UPDATED: Some Sun, Big Waves for Oregon Coast - Warnings After 2 Deaths
Published 12/26/2016 at 4:53 AM PDT - Updated 12/26/2016 at 4:54 PM PDT
By Oregon Coast Beach Connection staff
(Oregon Coast) – UPDATED: to include corrected information on recent deaths. It looks like a fairly rainy and windy week for some of Whale Watch Week on the Oregon coast, with the central coast getting a bit more calm and sun than the north coast. Quite large waves are on the way, however, which could interfere with the ability to spot them, and a series of small craft warnings may keep the whale watch tours in harbor.
Still, the recipe of big breakers and spots of sun by midweek should be reason enough for a trip to the beaches.
However, these conditions and the events of the past week come with some warnings, as two people recently lost their lives on the Oregon coast because of not respecting the waves.
Whales are much harder to spot under these larger wave conditions, but the plus side is that there is a little more sun for central coast towns such as Lincoln City, Yachats or Newport, while the north coast will be a little rainier and cloudier for the week. But you can likely count on some sun breaks in places like Cannon Beach, Seaside and Manzanita as well.
The National Weather Service (NWS) in Portland has been holding fairly steady to the same predictions for the last few days. Tuesday through Friday looks to be mostly cloudy on the north coast, but the NWS is predicting partly sunny conditions along the central coast region. All those days include varying chances of rain showers. Both parts of the upper half of the coast should be looking at partly sunny skies to mostly sunny on Saturday – New Year's Eve.
Winds will be sizable, around 20 mph, until Wednesday, but they may pick up again later in the week.
Combined seas will get quite large on Tuesday, clocking in at 21 feet or so. Wind swells will remain long that day, meaning big wave action on the beaches and likely lots of erosion. On Wednesday and Thursday, seas will drop to more around 16 feet, which is still rather impressive, then dropping to about 15 feet on Friday.
“High pressure should bring quieter winds Wednesday, which should allow seas to subside into the low teens,” the NWS said.
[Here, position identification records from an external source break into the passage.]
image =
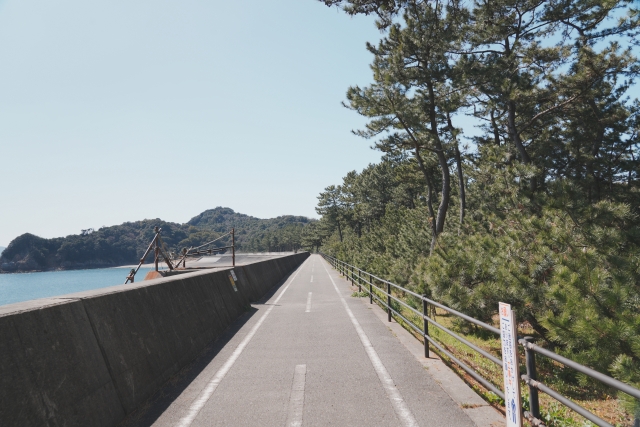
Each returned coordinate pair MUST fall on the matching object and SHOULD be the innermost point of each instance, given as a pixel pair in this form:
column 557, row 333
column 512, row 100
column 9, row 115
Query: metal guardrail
column 359, row 277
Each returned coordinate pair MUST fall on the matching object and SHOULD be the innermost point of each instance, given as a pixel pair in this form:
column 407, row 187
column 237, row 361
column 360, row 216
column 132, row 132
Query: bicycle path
column 311, row 355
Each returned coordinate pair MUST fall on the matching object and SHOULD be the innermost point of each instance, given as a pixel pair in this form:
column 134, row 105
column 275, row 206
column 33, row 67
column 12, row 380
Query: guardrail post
column 425, row 325
column 389, row 302
column 530, row 356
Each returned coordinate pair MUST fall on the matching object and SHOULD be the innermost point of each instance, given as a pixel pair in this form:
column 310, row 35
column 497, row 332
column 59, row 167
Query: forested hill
column 125, row 243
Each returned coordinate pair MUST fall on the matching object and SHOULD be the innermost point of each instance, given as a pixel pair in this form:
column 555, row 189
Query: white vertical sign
column 509, row 338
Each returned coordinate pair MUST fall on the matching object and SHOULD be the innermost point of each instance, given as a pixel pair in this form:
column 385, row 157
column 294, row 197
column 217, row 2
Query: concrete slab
column 253, row 369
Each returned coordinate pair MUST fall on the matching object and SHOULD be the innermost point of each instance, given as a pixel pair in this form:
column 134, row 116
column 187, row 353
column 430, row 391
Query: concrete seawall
column 90, row 358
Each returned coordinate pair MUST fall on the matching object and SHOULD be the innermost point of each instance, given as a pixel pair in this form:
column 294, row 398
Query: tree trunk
column 423, row 168
column 463, row 198
column 446, row 178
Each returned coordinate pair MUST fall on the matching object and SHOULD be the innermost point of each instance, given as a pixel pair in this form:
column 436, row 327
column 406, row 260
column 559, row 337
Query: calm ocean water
column 27, row 286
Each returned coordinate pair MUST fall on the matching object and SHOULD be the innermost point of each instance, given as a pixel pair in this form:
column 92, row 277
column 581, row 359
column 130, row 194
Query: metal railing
column 377, row 284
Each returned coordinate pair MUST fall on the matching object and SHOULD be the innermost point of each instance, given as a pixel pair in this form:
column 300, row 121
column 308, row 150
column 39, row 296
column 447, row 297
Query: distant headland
column 124, row 244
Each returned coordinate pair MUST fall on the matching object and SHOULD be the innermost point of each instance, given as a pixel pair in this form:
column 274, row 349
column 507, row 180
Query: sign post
column 509, row 338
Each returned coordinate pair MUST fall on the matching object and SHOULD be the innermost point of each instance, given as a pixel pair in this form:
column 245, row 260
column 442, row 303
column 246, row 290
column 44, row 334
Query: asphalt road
column 310, row 355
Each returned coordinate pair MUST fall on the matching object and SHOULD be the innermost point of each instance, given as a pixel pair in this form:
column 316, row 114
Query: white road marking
column 296, row 401
column 308, row 303
column 211, row 387
column 399, row 405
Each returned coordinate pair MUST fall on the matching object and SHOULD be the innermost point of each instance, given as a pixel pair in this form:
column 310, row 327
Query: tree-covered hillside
column 125, row 244
column 541, row 209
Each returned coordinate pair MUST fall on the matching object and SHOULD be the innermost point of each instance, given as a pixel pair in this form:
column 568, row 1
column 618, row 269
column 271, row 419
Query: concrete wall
column 90, row 358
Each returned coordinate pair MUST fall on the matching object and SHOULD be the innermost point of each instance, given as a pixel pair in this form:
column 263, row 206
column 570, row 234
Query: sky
column 114, row 111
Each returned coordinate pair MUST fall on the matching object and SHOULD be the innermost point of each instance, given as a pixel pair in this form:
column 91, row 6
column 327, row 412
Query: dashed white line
column 399, row 405
column 296, row 401
column 308, row 303
column 210, row 388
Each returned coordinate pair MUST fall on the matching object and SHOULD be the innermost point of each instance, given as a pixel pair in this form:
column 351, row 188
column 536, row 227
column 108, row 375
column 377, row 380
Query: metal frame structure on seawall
column 160, row 251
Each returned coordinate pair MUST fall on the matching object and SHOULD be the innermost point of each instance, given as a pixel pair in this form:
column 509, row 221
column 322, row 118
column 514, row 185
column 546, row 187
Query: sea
column 18, row 287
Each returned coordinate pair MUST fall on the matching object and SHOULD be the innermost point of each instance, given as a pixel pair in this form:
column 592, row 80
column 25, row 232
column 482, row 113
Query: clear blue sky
column 114, row 111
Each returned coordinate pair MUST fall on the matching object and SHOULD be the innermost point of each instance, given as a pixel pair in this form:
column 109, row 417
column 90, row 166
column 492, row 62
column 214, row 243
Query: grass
column 599, row 401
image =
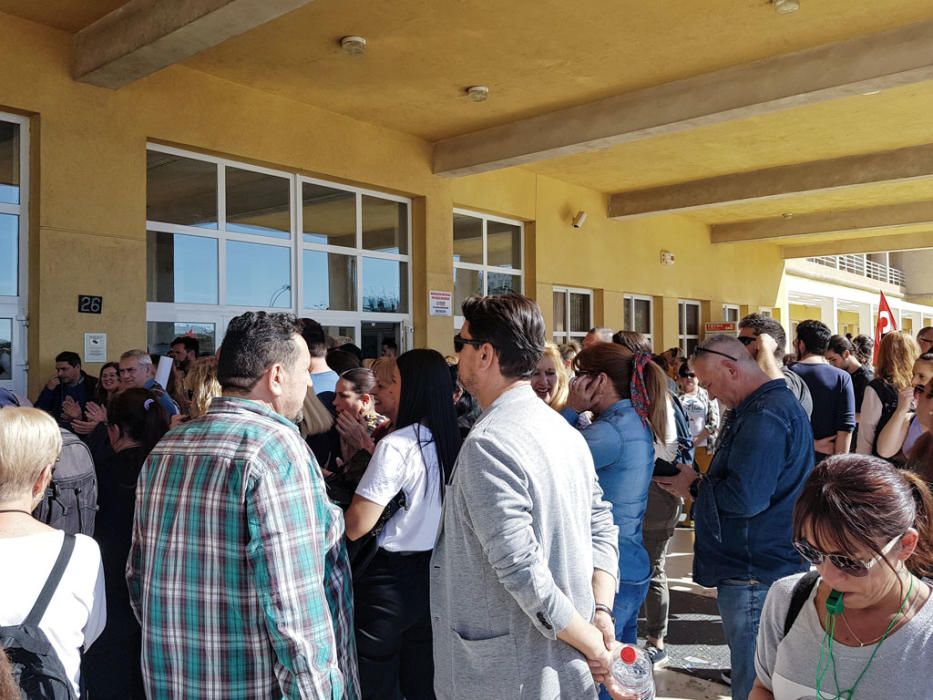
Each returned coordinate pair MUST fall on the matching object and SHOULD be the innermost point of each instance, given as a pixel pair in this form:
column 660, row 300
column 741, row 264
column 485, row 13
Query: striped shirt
column 238, row 571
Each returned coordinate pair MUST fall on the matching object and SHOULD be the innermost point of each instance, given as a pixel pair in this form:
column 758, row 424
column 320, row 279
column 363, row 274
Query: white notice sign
column 95, row 347
column 439, row 303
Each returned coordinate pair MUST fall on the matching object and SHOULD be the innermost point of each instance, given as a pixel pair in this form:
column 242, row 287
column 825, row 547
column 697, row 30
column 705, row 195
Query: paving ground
column 695, row 644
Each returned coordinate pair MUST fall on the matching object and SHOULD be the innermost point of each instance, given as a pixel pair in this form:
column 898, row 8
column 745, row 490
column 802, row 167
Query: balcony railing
column 862, row 266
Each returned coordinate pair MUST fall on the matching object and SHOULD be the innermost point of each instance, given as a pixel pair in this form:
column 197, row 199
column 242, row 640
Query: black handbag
column 362, row 551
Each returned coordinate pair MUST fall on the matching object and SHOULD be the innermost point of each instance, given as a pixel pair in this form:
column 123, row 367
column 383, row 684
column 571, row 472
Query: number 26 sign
column 90, row 305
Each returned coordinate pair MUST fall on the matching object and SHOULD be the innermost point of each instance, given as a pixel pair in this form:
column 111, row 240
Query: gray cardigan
column 524, row 526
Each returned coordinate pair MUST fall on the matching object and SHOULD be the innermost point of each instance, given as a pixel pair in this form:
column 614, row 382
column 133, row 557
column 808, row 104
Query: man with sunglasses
column 744, row 505
column 523, row 575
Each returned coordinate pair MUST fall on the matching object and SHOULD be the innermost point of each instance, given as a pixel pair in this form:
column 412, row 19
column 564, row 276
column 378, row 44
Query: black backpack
column 37, row 670
column 70, row 501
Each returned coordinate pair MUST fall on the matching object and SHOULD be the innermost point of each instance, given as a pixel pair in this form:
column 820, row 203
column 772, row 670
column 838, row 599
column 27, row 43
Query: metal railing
column 862, row 266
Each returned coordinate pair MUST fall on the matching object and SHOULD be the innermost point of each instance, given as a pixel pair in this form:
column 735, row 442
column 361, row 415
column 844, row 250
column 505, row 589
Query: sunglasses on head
column 847, row 565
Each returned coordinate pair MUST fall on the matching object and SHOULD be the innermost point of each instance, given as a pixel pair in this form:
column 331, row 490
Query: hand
column 604, row 624
column 71, row 409
column 95, row 412
column 583, row 391
column 83, row 427
column 905, row 399
column 678, row 485
column 354, row 432
column 825, row 446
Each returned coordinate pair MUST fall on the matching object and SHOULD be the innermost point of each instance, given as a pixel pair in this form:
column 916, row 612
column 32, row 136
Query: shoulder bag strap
column 51, row 583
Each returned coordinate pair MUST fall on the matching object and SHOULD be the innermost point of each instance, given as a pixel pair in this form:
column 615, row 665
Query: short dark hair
column 314, row 336
column 72, row 358
column 513, row 325
column 762, row 324
column 190, row 342
column 254, row 342
column 814, row 335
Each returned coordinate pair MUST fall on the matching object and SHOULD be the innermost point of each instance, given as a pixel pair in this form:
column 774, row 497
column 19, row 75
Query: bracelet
column 606, row 609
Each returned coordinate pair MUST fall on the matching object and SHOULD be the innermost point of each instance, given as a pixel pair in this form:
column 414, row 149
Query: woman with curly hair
column 897, row 353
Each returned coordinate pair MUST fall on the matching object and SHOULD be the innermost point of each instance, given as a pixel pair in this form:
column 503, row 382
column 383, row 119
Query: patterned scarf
column 640, row 399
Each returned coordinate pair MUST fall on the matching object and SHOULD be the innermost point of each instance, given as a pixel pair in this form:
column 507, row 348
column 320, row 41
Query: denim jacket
column 623, row 453
column 744, row 507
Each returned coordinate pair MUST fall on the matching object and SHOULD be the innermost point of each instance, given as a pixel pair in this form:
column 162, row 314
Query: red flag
column 885, row 324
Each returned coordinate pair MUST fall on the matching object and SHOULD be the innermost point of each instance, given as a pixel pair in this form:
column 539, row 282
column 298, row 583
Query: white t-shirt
column 401, row 464
column 77, row 612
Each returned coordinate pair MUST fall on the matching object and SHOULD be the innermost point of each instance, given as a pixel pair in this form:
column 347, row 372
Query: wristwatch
column 606, row 609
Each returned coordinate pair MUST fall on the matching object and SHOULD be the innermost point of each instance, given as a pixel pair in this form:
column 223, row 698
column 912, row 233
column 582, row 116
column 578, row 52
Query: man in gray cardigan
column 527, row 552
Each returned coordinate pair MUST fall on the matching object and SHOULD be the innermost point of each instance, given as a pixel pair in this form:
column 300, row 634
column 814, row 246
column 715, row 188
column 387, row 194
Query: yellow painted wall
column 88, row 193
column 848, row 322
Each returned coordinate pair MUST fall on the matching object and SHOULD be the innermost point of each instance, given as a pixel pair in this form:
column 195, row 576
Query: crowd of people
column 287, row 518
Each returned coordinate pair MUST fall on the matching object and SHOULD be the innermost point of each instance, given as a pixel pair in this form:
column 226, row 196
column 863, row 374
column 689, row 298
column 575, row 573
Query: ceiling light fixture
column 785, row 7
column 478, row 93
column 353, row 45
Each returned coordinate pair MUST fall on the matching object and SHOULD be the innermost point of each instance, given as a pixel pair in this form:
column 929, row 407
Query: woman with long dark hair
column 861, row 626
column 413, row 462
column 627, row 393
column 136, row 421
Waves could get up to around 20 feet again for the weekend, the NWS said. Keep an eye on Oregon Coast Weather.
More agate beds may show up after such waves and breakers this size may not always affect safety on the beaches. At lower tides you can probably search for agates at many sandy spots, but keep an eye on those tides. Some beaches will be better than others. Those with more dangerous possibilities include Oceanside, and the smaller, thinner stretches of Newport, Gleneden Beach and Lincoln City. Unfortunately, these are often where some of the best agate beds are to be found.
If you see a lot of recently wet sand where the tide has been lately, stand back and watch what the waves do before you head out. If the tide line keeps scooting up the beach to an unsafe distance between it and any cliff wall or barrier, then don't go on that beach.
Last week, one man lost his life at a beach around Coos Bay, while a visitor was swept into the ocean at Thor's Well, just south of Yachats (above). Both happened within 24 hours of each other. The man's sister was also scraped up and injured trying to rescue her brother.
The area of Thor's Well – part of the Cook's Chasm access, beneath Cape Perpetua – is a rocky shelf where visitors get tempted to tread too close to the edges. They erroneously believe they're safe because they don't see many waves fire up over onto the rocky stretches, but even under calmer conditions this can happen anyway. It simply can take a while. Extremely large waves do come crashing over quite regularly. A good rule of thumb is that if you see large pools of fresh sea water on those outcroppings – do not go there. Especially if the pools start getting larger the closer you get to the edges. This means the waves have come over the sides in the last few hours and they will do so again.